Institute of Contemporary Arts; Institute of Contemporary Arts;

Institute of Contemporary Art, Boston, Massachusetts

A column-free gallery space above a dramatic outdoor waterfront space.

The design challenge for Boston’s ICA was to meet the museum’s space and exhibition needs within a footprint constrained by a 75ft height limit and a high water table due to its location on the city's Fan Pier.

The result, after more than 30 models, was a competition-winning design. This cantilevered the top two floors of a four-storey structure 80ft towards the water’s edge, creating a column-free gallery space at the top.

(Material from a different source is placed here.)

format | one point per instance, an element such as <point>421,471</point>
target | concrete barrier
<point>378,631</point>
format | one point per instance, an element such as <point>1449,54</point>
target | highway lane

There is a dramatic, sheltered outdoor waterfront space below.

Arup’s work on the project encompassed structural engineering and building services engineering(mechanicalelectrical and plumbing), as well as fire engineering and lighting design.

Two enormous trusses support the overhanging top floors, home to 15ft-high open galleries and a media center whose angled contour dips down out of the overhang.

Below the top level galleries, Boston Harbor serves as backdrop for the stage of a 325-seat theatre. The glass walls vary from transparent to opaque depending on performance requirements.

The building also houses educational facilities, a gift shop and restaurant.

Project Summary

65,000 ft2 building

17,000ft2 of exhibition space


Construction began in September 2004 and the ICA opened in December 2006.

Lighting designers at Arup designed both daylighting and electric lighting schemes for the ICA.

On the upper gallery level, daylighting is provided through continuous rows of vertical glazing some 1,300ft long in total, facing north in a sawtooth pattern.

Daylight enters through the northlights into a 'light-loft', then passes through a diffusing ceiling to enter the galleries. The quantity of daylight for the open gallery spaces can be separately controlled in discrete 12ft2 sections.

Electric lighting is designed to fully complement the building’s architecture with contrasting placement of opaque metal and translucent and transparent glass.

Colour temperature and light placement enhance contrasts between building materials and highlight important building elements. Speciality interior lighting includes a four-storey light column.

Because of the ICA’s glass façade, much of the interior lighting work is visible from outside. The interior lighting therefore serves as an integral part of the buildings appearance.

Arup’s lighting work earned an Outstanding Achievement Award from Architectural Lighting. The project also received a Platinum Award for Engineering Excellence from American Council of Engineering Companies.